Good!  Now make a backup so you don't have to go through this again.


----------



## Ofloo (Jul 12, 2011)

you know the funny part is i bought the disks to do backups like year ago, but i never got to it, something else always came up.


----------



## wblock@ (Jul 12, 2011)

That's the way it usually goes.  The only time you'll need a backup is when you don't have one.


----------



## Ofloo (Jul 12, 2011)

True most of my systems have backups however, in 10 years never needed it once. In fact this would of been the first case I was worried about a backup. This time I realised how little I backed up on this system. On the other hand I managed to get the data back, so you got to wonder if a backup is really necessary these days.
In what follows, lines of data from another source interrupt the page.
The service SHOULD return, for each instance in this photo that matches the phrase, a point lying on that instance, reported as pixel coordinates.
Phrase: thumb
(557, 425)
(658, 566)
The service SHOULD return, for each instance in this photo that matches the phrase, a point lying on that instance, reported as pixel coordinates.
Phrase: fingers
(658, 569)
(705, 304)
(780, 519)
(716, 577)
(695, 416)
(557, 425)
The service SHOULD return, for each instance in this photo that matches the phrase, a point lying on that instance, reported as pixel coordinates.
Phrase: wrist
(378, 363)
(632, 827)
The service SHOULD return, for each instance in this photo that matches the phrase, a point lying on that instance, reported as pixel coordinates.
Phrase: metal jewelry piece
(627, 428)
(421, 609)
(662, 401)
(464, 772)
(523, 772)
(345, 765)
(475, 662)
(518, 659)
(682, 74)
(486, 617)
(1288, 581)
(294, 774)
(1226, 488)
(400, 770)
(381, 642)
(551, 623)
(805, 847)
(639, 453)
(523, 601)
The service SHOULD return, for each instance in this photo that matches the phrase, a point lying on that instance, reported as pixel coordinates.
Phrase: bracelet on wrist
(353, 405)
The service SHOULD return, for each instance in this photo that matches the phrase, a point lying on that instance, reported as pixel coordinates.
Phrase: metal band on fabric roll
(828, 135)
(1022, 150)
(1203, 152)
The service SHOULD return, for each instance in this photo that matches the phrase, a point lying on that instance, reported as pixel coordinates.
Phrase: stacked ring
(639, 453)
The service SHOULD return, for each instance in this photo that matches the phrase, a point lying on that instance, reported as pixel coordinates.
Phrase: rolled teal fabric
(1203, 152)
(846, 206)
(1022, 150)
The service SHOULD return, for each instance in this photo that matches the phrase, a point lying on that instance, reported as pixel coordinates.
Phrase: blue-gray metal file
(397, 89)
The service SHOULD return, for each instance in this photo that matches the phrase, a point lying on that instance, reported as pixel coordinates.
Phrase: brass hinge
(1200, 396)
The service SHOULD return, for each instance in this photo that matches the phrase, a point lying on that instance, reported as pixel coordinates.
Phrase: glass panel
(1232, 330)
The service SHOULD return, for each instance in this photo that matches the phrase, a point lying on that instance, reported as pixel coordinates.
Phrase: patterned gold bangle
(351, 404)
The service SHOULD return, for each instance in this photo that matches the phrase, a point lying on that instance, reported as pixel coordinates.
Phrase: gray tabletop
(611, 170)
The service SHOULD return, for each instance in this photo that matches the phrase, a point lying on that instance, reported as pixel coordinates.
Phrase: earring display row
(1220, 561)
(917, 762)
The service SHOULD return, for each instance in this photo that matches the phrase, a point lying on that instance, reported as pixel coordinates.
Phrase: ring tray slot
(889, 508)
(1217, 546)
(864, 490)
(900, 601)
It would of made things a lot easier though, though I learned a lot of new stuff, which I otherwise wouldn't of bothered reading, .. I'm thinking of setting up zfs with dual disk so I don't really have to worry about proper backups cause from what I understand is that zfs does backups .. on to fly bit like raid-1.


----------



## rusty (Jul 12, 2011)

You never need a seatbelt until you have a crash either. 
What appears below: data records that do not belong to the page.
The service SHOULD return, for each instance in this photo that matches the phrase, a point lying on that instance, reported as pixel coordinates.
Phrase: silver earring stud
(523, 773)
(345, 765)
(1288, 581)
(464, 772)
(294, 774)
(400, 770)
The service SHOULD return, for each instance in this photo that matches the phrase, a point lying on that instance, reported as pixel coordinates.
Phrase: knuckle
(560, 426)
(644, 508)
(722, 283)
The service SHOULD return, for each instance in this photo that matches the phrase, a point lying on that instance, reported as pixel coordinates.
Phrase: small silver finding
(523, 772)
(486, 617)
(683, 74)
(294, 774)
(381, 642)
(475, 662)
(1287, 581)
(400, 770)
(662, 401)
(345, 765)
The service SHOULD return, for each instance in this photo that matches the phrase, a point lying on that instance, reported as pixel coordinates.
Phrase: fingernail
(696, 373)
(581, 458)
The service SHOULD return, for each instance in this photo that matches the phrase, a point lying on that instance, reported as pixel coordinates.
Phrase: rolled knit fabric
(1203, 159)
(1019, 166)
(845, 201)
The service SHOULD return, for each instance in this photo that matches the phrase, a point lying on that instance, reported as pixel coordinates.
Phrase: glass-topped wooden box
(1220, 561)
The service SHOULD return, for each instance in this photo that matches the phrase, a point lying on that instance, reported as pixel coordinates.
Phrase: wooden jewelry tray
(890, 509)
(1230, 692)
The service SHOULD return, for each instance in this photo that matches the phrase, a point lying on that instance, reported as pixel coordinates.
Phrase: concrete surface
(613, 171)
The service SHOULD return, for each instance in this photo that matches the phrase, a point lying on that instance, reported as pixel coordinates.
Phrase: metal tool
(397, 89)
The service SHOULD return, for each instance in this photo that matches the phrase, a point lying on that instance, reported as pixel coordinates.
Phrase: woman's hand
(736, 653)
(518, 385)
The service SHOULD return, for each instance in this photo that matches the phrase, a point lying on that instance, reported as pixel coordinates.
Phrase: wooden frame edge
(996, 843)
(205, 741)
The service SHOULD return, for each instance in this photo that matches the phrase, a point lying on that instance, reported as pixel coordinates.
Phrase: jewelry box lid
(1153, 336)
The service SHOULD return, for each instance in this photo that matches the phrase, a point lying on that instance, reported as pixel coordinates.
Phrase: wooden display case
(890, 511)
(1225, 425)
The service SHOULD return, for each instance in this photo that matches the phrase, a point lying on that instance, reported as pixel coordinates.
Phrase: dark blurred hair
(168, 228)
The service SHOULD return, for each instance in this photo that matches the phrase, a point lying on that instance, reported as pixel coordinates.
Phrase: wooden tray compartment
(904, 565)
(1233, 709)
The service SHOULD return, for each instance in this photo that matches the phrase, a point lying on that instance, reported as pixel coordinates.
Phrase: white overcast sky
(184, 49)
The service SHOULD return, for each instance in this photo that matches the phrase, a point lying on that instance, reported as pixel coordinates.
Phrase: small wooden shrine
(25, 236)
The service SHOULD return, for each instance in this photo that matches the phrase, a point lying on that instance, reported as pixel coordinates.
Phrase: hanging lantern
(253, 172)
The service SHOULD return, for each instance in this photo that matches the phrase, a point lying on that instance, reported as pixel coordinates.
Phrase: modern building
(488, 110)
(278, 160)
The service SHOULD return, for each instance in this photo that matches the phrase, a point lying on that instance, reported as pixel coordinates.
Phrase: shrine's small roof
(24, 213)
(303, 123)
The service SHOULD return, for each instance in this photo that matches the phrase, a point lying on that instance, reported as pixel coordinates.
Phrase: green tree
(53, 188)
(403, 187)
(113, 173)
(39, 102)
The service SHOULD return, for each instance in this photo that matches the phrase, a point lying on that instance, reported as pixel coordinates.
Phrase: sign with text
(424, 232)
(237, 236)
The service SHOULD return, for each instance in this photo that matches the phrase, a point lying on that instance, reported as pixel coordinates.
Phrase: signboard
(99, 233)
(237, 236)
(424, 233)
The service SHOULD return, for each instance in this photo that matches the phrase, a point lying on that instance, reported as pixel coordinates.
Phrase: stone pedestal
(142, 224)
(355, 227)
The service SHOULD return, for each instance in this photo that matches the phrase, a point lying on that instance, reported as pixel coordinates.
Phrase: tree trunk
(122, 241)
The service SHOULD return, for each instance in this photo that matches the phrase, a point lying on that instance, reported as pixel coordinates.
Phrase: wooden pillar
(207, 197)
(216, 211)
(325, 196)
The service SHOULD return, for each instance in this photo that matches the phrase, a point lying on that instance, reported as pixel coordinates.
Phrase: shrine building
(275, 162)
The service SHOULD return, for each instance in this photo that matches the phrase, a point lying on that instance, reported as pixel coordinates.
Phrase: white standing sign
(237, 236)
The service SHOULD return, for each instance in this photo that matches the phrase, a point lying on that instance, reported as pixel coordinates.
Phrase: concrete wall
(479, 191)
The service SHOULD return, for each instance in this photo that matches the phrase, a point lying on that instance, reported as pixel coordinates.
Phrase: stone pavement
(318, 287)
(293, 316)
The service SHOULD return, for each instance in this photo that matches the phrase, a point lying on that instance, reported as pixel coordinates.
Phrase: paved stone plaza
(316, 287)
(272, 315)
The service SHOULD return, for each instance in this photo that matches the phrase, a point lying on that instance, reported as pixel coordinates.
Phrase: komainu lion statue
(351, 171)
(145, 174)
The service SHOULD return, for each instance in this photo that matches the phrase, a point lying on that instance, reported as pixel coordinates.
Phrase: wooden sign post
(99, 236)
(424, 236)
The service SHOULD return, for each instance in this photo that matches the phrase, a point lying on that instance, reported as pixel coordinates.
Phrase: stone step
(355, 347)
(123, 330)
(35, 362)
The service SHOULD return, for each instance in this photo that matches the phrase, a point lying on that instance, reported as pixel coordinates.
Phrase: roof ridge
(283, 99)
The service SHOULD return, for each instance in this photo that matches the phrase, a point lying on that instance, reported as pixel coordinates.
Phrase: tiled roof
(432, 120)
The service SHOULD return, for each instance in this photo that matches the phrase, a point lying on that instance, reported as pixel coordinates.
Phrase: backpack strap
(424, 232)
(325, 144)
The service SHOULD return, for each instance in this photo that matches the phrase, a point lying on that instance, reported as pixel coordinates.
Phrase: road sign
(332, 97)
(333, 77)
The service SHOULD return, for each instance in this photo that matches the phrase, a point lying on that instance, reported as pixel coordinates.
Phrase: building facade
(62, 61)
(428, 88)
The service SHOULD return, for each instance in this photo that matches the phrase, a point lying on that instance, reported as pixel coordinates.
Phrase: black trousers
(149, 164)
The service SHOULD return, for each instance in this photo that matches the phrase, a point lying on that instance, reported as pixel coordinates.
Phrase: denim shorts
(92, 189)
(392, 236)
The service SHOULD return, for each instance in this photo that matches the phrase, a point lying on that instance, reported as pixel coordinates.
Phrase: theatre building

To my mind its not a case of whether you need backups (as you got the data back), it's the ease of getting it back in the first place.


----------



## Ofloo (Jul 13, 2011)

exactly, I'm not claiming otherwise, however i was thinking of a different system on how to backup currently i did few backups with dump and man it takes forever.


----------



## wblock@ (Jul 13, 2011)

chflags(1) and nodump can help to trim a lot, like /usr/ports and all the big distfiles.


----------



## Ofloo (Jul 14, 2011)

nice one didn't know that


----------



## wblock@ (Jul 14, 2011)

Examples here: Backup Options For FreeBSD


----------



## Ofloo (Jul 15, 2011)

Thank you for that link.


----------